34. Landbouw, landgoederen en jagers


Limburg heeft een eigen samenwerkingsverband dat kort na de oprichting in 2013 al de verantwoordelijkheid voor het beheer van een natuurgebied kreeg. Natuurrijk Limburg is de naam van een samenwerking tussen agrariërs in de LLTB, landgoedeigenaren in het Limburgs Particulier Grondbezit en SBNL die ontstaan is uit groepen jagers die willen laten zien dat ook particulieren natuur kunnen beheren. Natuurrijk Limburg bestaat uit vier zogenaamde gebieds-ANV’s (Agrarische Natuurverenigingen). Samen zijn zij gebiedsdekkend in Limburg.

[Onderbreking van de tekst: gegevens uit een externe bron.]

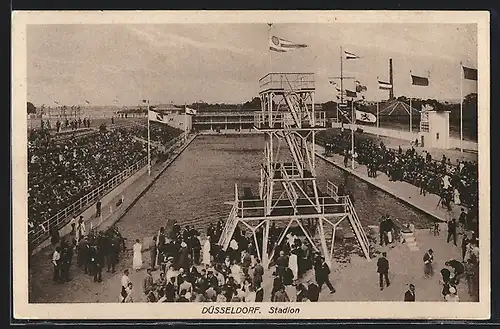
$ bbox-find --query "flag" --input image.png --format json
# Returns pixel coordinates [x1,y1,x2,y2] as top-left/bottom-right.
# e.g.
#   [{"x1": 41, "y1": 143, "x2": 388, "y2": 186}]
[
  {"x1": 269, "y1": 36, "x2": 307, "y2": 53},
  {"x1": 378, "y1": 80, "x2": 392, "y2": 90},
  {"x1": 411, "y1": 74, "x2": 429, "y2": 86},
  {"x1": 338, "y1": 104, "x2": 351, "y2": 122},
  {"x1": 356, "y1": 110, "x2": 377, "y2": 123},
  {"x1": 148, "y1": 110, "x2": 167, "y2": 123},
  {"x1": 462, "y1": 66, "x2": 477, "y2": 81},
  {"x1": 186, "y1": 106, "x2": 196, "y2": 115},
  {"x1": 355, "y1": 80, "x2": 367, "y2": 93},
  {"x1": 345, "y1": 89, "x2": 358, "y2": 97},
  {"x1": 344, "y1": 50, "x2": 359, "y2": 59}
]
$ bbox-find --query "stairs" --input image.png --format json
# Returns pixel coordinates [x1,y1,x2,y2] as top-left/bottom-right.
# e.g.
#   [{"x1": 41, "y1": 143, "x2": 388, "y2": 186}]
[{"x1": 401, "y1": 232, "x2": 420, "y2": 251}]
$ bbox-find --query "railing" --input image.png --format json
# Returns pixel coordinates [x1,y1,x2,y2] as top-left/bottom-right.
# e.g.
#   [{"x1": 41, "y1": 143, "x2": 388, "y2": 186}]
[
  {"x1": 236, "y1": 196, "x2": 350, "y2": 218},
  {"x1": 218, "y1": 205, "x2": 238, "y2": 250},
  {"x1": 254, "y1": 111, "x2": 326, "y2": 129},
  {"x1": 259, "y1": 73, "x2": 314, "y2": 91},
  {"x1": 28, "y1": 157, "x2": 148, "y2": 245}
]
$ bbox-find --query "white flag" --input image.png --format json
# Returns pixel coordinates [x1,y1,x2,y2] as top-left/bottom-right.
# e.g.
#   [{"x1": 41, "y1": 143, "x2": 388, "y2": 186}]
[
  {"x1": 356, "y1": 110, "x2": 377, "y2": 123},
  {"x1": 148, "y1": 110, "x2": 167, "y2": 123},
  {"x1": 186, "y1": 106, "x2": 196, "y2": 115}
]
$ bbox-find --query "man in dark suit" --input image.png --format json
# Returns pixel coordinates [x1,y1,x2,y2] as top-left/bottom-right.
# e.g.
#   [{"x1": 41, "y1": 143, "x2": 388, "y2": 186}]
[
  {"x1": 405, "y1": 283, "x2": 415, "y2": 302},
  {"x1": 377, "y1": 252, "x2": 391, "y2": 290},
  {"x1": 307, "y1": 282, "x2": 320, "y2": 302},
  {"x1": 255, "y1": 283, "x2": 264, "y2": 302}
]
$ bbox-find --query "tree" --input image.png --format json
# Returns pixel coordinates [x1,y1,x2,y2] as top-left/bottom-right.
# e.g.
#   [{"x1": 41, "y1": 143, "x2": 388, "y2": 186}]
[{"x1": 28, "y1": 102, "x2": 36, "y2": 114}]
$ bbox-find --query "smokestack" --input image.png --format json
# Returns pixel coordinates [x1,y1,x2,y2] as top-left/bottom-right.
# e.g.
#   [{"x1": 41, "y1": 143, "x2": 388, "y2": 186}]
[{"x1": 389, "y1": 58, "x2": 394, "y2": 99}]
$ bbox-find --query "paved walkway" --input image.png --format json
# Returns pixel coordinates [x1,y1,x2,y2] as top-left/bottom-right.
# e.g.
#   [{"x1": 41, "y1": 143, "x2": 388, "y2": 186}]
[
  {"x1": 314, "y1": 230, "x2": 473, "y2": 301},
  {"x1": 316, "y1": 145, "x2": 460, "y2": 221}
]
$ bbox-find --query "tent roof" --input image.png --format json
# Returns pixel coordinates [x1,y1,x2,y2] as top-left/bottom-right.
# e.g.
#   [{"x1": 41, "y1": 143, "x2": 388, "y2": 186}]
[{"x1": 379, "y1": 100, "x2": 420, "y2": 116}]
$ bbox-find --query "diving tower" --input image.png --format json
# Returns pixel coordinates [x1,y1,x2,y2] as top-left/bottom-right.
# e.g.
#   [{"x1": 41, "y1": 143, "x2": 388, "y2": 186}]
[{"x1": 218, "y1": 73, "x2": 370, "y2": 267}]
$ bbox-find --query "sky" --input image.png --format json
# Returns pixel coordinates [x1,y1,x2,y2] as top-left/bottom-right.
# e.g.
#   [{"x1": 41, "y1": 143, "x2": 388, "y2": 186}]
[{"x1": 27, "y1": 23, "x2": 477, "y2": 106}]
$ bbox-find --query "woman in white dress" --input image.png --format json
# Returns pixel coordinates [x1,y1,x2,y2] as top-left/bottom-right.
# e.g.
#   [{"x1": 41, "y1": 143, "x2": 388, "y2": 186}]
[
  {"x1": 132, "y1": 239, "x2": 142, "y2": 271},
  {"x1": 203, "y1": 236, "x2": 211, "y2": 265},
  {"x1": 288, "y1": 252, "x2": 299, "y2": 281}
]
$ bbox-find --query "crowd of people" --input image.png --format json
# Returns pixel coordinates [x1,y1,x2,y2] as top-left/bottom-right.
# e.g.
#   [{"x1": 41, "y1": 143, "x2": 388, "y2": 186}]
[
  {"x1": 51, "y1": 216, "x2": 126, "y2": 283},
  {"x1": 324, "y1": 132, "x2": 479, "y2": 229},
  {"x1": 28, "y1": 129, "x2": 146, "y2": 231},
  {"x1": 377, "y1": 215, "x2": 479, "y2": 302},
  {"x1": 119, "y1": 222, "x2": 344, "y2": 303},
  {"x1": 129, "y1": 122, "x2": 183, "y2": 145}
]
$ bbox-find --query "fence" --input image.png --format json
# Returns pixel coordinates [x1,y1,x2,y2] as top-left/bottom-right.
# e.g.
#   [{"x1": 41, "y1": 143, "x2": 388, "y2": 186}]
[{"x1": 28, "y1": 157, "x2": 148, "y2": 246}]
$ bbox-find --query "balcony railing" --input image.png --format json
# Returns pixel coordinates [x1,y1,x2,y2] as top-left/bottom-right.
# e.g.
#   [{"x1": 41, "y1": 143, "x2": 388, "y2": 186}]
[
  {"x1": 254, "y1": 111, "x2": 326, "y2": 129},
  {"x1": 259, "y1": 73, "x2": 314, "y2": 91}
]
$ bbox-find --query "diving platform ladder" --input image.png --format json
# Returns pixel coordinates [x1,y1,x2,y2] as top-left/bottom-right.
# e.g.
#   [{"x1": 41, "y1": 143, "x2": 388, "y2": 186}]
[{"x1": 326, "y1": 181, "x2": 370, "y2": 260}]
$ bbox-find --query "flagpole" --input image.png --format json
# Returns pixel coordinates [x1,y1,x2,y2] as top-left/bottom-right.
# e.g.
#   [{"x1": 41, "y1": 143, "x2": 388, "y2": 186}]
[
  {"x1": 267, "y1": 23, "x2": 273, "y2": 73},
  {"x1": 147, "y1": 101, "x2": 151, "y2": 176},
  {"x1": 460, "y1": 62, "x2": 464, "y2": 153},
  {"x1": 340, "y1": 46, "x2": 344, "y2": 104},
  {"x1": 184, "y1": 103, "x2": 187, "y2": 142},
  {"x1": 351, "y1": 98, "x2": 356, "y2": 170}
]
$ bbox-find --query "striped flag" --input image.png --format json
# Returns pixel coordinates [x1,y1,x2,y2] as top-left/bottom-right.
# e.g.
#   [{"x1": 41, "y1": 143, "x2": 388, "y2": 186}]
[
  {"x1": 378, "y1": 80, "x2": 392, "y2": 90},
  {"x1": 344, "y1": 50, "x2": 360, "y2": 59},
  {"x1": 411, "y1": 74, "x2": 429, "y2": 87},
  {"x1": 462, "y1": 66, "x2": 477, "y2": 81},
  {"x1": 345, "y1": 89, "x2": 358, "y2": 97},
  {"x1": 269, "y1": 35, "x2": 307, "y2": 53}
]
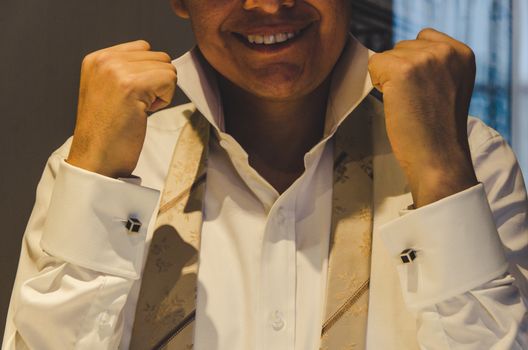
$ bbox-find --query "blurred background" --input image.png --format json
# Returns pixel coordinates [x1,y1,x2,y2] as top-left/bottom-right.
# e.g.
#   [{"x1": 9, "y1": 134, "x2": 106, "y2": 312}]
[{"x1": 0, "y1": 0, "x2": 528, "y2": 337}]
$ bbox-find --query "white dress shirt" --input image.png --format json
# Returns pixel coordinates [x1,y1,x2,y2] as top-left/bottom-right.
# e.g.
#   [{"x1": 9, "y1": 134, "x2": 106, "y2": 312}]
[{"x1": 3, "y1": 34, "x2": 528, "y2": 350}]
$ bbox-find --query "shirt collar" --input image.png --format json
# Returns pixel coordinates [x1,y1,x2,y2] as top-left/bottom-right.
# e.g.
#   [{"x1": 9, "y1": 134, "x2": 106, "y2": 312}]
[{"x1": 172, "y1": 35, "x2": 374, "y2": 139}]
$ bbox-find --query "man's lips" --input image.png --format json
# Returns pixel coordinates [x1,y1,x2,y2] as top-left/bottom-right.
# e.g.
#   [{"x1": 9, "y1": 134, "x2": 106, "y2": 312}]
[{"x1": 232, "y1": 23, "x2": 312, "y2": 52}]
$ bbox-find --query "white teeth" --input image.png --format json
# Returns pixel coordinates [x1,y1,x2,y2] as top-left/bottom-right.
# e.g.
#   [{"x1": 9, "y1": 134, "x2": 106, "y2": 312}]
[
  {"x1": 264, "y1": 35, "x2": 275, "y2": 45},
  {"x1": 247, "y1": 30, "x2": 301, "y2": 45},
  {"x1": 275, "y1": 33, "x2": 288, "y2": 43}
]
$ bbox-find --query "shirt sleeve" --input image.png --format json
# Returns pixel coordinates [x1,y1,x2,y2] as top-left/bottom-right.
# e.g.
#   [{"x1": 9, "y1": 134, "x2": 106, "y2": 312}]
[
  {"x1": 381, "y1": 130, "x2": 528, "y2": 350},
  {"x1": 2, "y1": 149, "x2": 159, "y2": 349}
]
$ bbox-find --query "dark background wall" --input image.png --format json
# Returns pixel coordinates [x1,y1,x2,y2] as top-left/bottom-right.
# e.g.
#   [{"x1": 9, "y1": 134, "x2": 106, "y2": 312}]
[
  {"x1": 0, "y1": 0, "x2": 194, "y2": 339},
  {"x1": 0, "y1": 0, "x2": 392, "y2": 339}
]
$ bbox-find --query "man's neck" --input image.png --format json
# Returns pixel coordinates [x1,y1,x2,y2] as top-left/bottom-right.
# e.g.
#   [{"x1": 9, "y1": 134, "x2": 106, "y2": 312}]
[{"x1": 219, "y1": 77, "x2": 330, "y2": 193}]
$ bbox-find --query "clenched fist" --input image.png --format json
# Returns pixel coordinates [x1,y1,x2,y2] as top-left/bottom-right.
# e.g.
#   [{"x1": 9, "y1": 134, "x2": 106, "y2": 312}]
[
  {"x1": 66, "y1": 40, "x2": 177, "y2": 178},
  {"x1": 369, "y1": 29, "x2": 478, "y2": 207}
]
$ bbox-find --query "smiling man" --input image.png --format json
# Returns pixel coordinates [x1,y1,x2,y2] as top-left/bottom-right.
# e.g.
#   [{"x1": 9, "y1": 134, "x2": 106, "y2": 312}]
[{"x1": 4, "y1": 0, "x2": 528, "y2": 350}]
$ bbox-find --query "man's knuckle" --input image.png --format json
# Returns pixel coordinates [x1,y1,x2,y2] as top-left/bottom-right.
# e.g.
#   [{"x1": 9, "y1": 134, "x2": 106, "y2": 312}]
[{"x1": 398, "y1": 60, "x2": 417, "y2": 79}]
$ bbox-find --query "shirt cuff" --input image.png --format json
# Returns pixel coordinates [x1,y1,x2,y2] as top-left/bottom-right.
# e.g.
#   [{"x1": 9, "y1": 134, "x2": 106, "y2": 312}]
[
  {"x1": 41, "y1": 160, "x2": 159, "y2": 279},
  {"x1": 380, "y1": 183, "x2": 508, "y2": 309}
]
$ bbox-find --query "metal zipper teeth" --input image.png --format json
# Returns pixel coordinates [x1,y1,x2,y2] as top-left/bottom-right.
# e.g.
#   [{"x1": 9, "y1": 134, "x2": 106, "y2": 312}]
[
  {"x1": 152, "y1": 310, "x2": 196, "y2": 350},
  {"x1": 321, "y1": 278, "x2": 370, "y2": 336}
]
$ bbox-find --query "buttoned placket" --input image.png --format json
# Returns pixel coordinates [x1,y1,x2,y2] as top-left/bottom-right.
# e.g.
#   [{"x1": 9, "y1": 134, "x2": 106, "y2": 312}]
[{"x1": 211, "y1": 121, "x2": 326, "y2": 350}]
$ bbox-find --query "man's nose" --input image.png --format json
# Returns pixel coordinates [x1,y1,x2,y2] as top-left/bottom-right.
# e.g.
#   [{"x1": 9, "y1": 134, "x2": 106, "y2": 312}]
[{"x1": 242, "y1": 0, "x2": 295, "y2": 13}]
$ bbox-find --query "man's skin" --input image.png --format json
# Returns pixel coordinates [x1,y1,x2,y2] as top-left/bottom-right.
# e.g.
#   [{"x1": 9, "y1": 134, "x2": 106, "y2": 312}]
[{"x1": 67, "y1": 0, "x2": 478, "y2": 208}]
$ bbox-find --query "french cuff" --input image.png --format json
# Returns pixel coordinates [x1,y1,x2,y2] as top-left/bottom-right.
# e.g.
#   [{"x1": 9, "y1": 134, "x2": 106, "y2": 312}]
[
  {"x1": 379, "y1": 183, "x2": 508, "y2": 309},
  {"x1": 41, "y1": 160, "x2": 159, "y2": 279}
]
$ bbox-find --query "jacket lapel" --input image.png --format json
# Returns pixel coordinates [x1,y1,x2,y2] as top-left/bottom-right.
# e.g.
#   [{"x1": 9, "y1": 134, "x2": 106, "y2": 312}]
[
  {"x1": 130, "y1": 112, "x2": 210, "y2": 350},
  {"x1": 367, "y1": 97, "x2": 419, "y2": 350}
]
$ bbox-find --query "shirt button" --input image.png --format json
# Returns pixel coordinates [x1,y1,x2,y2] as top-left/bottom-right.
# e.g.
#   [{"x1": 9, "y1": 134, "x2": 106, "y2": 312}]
[
  {"x1": 271, "y1": 311, "x2": 284, "y2": 332},
  {"x1": 277, "y1": 207, "x2": 286, "y2": 225}
]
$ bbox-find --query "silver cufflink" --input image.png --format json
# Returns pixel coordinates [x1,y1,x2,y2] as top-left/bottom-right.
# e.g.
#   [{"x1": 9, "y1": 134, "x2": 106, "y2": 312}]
[
  {"x1": 125, "y1": 218, "x2": 142, "y2": 232},
  {"x1": 400, "y1": 248, "x2": 416, "y2": 264}
]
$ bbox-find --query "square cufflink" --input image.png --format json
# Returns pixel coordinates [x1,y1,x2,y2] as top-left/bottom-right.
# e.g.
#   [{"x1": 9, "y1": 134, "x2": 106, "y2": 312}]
[
  {"x1": 400, "y1": 248, "x2": 416, "y2": 264},
  {"x1": 125, "y1": 218, "x2": 141, "y2": 232}
]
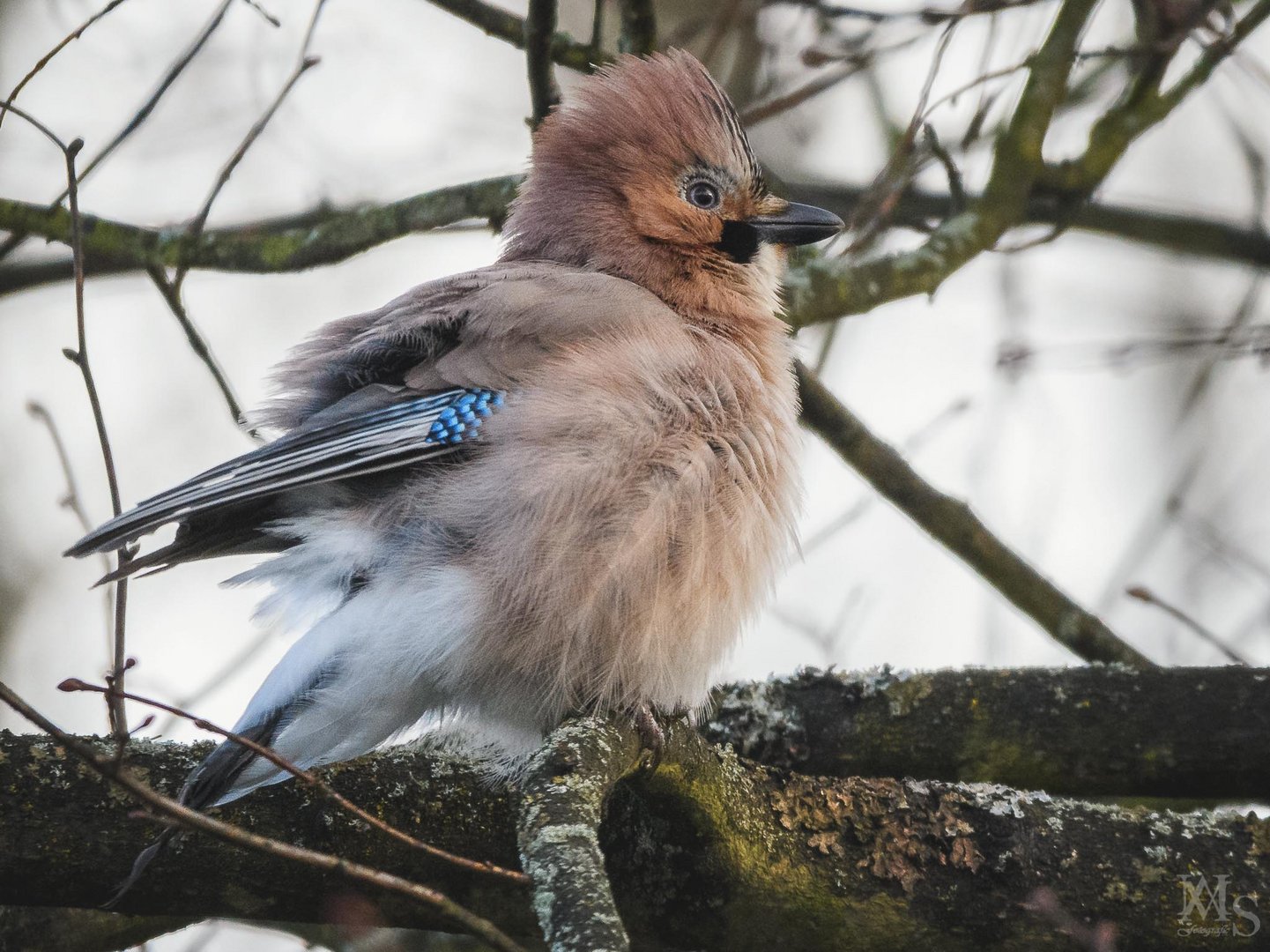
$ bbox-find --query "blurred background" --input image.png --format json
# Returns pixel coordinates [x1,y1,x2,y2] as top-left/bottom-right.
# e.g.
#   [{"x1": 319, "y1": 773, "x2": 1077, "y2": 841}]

36. Samenwerkende landgoederen


Zes landgoederen in de gemeente Rheden hebben in september 2014 de coöperatie Landgoedbeheer Veluwezoom opgericht, samen met groenopleiding Helicon, werkvoorzieningschap Presikhaaf en Siza (zorg voor gehandicapten). Het sextet biedt mensen van Presikhaaf en Siza een beschutte werkplek. Zij doen onderhoudswerk dat anders blijft liggen, aanvullend op het werk van hoveniers en eigen personeel, zoals het arbeidsintensieve vrijmaken van watergangen. De coöperatie biedt studenten van Helicon stageplekken. Klimop Groenonderhoud, aan Siza gelieerd, doet de planning in de coöperatie.
De coöperatie ging van start met zes landgoederen, te weten Gelderse Toren, De Bockhorst, Hof te Dieren, Rhederoord, Middachten en De Valkenberg.

180216rhederoordflickr

Landgoed Rhederoord, bij Arnhem. Foto: Nelis Zevensloot / Flickr

37. Efficiënter toezicht door samenwerking 


Boswachters van Staatsbosbeheer maken sinds september 2016 gebruik van het landelijke communicatiesysteem van de hulpdiensten C2000. Het gaat om boswachters met een handhavingsbevoegdheid, oftewel BOA's (buitengewone opsporingsambtenaren).
Staatsbosbeheer heeft honderd BOA's in dienst. De aansluiting op het C2000 netwerk moet de praktische communicatie in het veld met de hulpdiensten verbeteren. Daarnaast investeert Staatsbosbeheer in de samenwerking met hulpdiensten en andere terreinbeheerders op organisatorisch niveau, het opleidingsniveau van de BOA's en het aantal uren handhaving en toezicht in de terreinen. Bron: Staatsbosbeheer, 16/09/16.